New Report Reveals PayPal is a Top Target for Phishing

November 12, 2019         By: Steven Anderson

Phishing—the practice in which people try to obtain login credentials to various websites—has been a particularly effective practice so far. So effective, in fact, that it’s still being used, and extensively, to this day. Recently, Vade Secure dropped word our way about its quarterly Phishers’ Favorites report, and revealed that mobile payments leader PayPal is now the new primary target of phishers.

The report itself examines the 25 most imitated brands and also points out some of the tactics that phishers are using to try and get data as they pose as these various websites. Released quarterly since the second quarter of 2018, the king of the hill has been Microsoft for just over a year. In the third quarter of 2019, however, Microsoft lost its top ranking to PayPal. Coming in third on the list was, not that surprisingly, Netflix.

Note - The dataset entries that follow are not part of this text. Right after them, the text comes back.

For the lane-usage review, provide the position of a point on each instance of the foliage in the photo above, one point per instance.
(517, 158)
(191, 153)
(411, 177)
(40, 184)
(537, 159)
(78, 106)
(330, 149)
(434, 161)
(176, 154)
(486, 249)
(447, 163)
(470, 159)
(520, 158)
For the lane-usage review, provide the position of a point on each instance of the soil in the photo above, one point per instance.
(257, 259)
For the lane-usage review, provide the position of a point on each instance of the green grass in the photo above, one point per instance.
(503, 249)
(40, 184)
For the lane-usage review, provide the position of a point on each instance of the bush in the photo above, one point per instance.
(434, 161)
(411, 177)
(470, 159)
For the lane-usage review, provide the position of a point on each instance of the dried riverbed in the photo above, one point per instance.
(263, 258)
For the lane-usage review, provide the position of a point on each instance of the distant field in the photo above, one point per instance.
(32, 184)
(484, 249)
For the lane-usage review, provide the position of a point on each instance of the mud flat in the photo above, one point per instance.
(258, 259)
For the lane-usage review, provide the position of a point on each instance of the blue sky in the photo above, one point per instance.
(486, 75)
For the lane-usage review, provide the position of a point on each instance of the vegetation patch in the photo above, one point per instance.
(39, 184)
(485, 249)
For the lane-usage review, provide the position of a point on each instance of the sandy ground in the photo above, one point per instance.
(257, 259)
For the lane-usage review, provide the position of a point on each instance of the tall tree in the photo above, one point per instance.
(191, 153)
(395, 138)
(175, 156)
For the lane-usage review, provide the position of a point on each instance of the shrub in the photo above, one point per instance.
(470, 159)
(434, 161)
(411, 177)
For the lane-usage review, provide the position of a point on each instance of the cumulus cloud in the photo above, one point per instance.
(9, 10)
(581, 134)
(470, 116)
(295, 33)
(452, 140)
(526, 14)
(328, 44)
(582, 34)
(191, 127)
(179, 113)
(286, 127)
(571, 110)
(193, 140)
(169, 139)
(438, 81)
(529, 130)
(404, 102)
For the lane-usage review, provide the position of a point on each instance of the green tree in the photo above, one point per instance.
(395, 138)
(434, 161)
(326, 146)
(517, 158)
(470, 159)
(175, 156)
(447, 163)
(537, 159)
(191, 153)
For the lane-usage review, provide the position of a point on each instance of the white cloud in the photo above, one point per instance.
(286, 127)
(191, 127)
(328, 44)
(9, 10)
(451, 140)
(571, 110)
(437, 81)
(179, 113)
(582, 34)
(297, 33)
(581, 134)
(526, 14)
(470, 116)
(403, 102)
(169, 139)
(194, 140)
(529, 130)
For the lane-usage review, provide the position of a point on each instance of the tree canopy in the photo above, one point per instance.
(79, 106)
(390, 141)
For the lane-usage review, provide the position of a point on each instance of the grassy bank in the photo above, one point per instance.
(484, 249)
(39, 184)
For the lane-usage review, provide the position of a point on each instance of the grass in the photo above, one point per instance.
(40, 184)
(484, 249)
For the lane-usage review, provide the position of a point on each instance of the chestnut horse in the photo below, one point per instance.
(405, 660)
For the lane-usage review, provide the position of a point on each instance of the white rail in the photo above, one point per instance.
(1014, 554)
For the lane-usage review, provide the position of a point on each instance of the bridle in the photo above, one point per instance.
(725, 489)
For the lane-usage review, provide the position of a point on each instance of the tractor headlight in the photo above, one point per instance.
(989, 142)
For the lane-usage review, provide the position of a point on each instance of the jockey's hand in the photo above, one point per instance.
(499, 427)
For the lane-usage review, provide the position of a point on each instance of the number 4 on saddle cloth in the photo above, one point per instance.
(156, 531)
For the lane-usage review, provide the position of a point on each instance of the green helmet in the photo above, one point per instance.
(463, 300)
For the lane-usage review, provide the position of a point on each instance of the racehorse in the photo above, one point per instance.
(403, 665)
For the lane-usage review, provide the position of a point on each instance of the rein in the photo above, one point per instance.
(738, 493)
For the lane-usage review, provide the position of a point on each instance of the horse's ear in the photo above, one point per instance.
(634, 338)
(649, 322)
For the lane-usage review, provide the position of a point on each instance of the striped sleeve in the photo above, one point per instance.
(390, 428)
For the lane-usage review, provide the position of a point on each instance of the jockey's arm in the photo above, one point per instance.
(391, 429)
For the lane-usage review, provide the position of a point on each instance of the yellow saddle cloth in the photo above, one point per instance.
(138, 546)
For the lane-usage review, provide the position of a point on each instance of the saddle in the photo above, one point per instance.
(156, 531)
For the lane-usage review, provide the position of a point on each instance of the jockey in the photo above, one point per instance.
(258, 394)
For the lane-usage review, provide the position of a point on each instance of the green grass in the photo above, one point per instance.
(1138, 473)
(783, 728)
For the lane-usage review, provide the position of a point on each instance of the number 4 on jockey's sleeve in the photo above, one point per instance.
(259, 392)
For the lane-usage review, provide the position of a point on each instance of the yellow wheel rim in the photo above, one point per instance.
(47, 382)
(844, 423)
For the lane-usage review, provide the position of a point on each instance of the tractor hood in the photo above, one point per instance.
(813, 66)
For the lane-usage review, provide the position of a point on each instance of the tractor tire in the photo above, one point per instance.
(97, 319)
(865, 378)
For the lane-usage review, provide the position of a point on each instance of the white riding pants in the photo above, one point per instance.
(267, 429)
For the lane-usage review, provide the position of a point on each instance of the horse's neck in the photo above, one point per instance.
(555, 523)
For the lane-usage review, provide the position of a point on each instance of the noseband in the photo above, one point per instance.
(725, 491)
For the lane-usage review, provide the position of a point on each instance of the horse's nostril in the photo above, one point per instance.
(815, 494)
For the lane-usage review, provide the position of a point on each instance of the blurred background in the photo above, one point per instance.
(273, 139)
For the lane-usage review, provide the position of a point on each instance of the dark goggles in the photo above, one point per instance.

PayPal’s sudden gains come on the wings of some downright nightmarish statistics; the Vade AI engine noted 16,547 unique PayPal phishing URLs, which breaks down to about 180 per day. That’s up nearly 70 percent—69.6 by Vade’s reckoning—from the same time the previous year.

PayPal’s gains weren’t unique to the market, either; the top 25 most-phished brands featured 10 financial services brands, including CIBC, Bank of America, and Chase, who each appeared in the top 10. For those keeping score, that’s four out of 10 of the top 10, and 10 of the top 25.

It’s really not that surprising to see financial institutions so thoroughly targeted by phishers. It’s not surprising to see them targeted by hackers or crackers or data miners or anything else. It is, after all, where the money is. Any other store, like Microsoft or Netflix, is a holding facility for data that allows you to access money at some other point downstream. So yes, financial institutions are and should be well-represented in such lists as they are the prime targets of such efforts. They’re also the targets holding the data most valuable to those who would steal data. 

It also proves once again the sheer importance of staging your own security. While PayPal et al will have to fight to keep customers’ data protected, keeping track of your own data will help to know when something’s gone amiss to begin with.